Please helpenter code here
Clue: NOT EXISTS
You should really try to do some homework yourself... 3rd question today...
LEFT JOIN ... WHERE ... IS NULL to the rescue:
SELECT tblPurchaser.PurchaserId, tblCar.CarId
FROM tblPurchaser JOIN tblCar
LEFT JOIN tblInformation ON(
tblPurchaser.PurchaserId = tblInformation.PurchaserId
AND tblCar.CarId = tblInformation.CarId)
WHERE tblInformation.CarId IS NULL
Try this
select pur.PurchaserId, car.CarId
from tblPurchaser pur, tblCar car
where not exists (select 1 from tblInformation where PurchaserId = pur. PurchaserId and CarId = car. CarId)
order by pur.PurchaserId;
Try this:
SELECT PurchaserID, CarID
FROM Purchasers
CROSS JOIN Cars
EXCEPT
SELECT *
FROM tblInformation
Here is a SQL script that demonstrates that this technique works correctly:
declare #soPurchaser table(PurchaserId int, PurchaserName varchar(4));
insert #soPurchaser select 1,'A1'
insert #soPurchaser select 2,'A2'
insert #soPurchaser select 3,'A3'
Declare #SOtblCar table(CarId int, Carname varchar(4))

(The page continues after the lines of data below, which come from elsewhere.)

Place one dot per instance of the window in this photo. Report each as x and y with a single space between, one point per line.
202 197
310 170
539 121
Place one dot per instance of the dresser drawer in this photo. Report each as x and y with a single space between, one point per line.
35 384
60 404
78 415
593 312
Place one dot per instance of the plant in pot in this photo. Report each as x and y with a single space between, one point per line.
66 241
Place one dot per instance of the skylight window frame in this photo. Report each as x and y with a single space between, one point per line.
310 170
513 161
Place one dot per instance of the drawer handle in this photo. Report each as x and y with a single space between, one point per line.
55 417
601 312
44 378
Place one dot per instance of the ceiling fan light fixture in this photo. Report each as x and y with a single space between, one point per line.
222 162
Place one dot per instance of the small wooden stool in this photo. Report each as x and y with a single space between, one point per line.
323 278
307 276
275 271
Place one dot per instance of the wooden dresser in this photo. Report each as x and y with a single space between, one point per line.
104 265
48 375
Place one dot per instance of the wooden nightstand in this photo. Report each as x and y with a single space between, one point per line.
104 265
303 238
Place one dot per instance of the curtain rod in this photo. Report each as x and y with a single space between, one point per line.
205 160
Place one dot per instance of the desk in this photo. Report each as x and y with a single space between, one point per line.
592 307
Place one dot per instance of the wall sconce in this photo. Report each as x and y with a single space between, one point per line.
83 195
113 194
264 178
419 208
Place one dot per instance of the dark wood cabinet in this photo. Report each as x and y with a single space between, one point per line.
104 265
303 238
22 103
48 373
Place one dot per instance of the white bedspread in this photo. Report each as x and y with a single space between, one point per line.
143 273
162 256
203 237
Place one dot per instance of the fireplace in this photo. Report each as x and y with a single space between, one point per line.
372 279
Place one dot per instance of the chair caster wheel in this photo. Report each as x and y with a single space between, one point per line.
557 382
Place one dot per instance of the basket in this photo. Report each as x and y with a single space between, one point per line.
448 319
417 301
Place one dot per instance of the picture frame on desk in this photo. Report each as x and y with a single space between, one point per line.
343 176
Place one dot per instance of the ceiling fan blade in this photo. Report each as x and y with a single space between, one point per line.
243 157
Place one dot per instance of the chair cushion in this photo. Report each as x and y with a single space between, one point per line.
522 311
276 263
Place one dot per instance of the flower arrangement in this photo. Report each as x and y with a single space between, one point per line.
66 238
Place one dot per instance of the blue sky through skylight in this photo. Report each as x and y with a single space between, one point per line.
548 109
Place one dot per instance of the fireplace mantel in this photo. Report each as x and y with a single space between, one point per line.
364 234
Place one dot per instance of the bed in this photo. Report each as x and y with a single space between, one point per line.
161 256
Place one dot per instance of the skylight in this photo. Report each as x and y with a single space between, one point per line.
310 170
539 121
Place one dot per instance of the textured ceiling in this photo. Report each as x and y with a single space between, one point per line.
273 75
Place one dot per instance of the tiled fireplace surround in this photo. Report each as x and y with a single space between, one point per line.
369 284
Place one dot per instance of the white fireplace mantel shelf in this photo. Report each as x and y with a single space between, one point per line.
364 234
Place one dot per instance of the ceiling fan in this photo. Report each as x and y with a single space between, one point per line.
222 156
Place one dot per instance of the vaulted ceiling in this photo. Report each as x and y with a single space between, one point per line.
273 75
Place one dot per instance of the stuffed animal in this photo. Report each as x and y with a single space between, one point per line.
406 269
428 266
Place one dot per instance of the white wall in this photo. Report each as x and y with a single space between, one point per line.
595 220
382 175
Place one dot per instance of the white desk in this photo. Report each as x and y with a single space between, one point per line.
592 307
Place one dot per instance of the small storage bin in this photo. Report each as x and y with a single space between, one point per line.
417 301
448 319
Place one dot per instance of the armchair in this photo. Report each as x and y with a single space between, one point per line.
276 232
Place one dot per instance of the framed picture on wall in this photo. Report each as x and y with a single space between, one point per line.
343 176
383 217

insert #SOtblCar select 11,'C1'
insert #SOtblCar select 12,'C2'
insert #SOtblCar select 13,'C3'
insert #SOtblCar select 14,'C4'
Declare #SOtblInfo table(PurchaserId int, CarId int)
insert #SOtblInfo select 1,11
insert #SOtblInfo select 1,12
insert #SOtblInfo select 2,11
insert #SOtblInfo select 2,13
SELECT PurchaserID, CarID
FROM #soPurchaser
CROSS JOIN #SOtblCar
EXCEPT
SELECT *
FROM #SOtblInfo
The SQL Set operators (UNION, INTERSECT, and EXCEPT) all operate on two table-sets. You will note that they have no way to map the columns from one set to the other. In all cases in SQL when column must be mapped to each other, but there is no syntax to do it explicitly, then they are always mapped based on column order.
So in this one case, if you have one of the table's column order wrong, then it will not work correctly.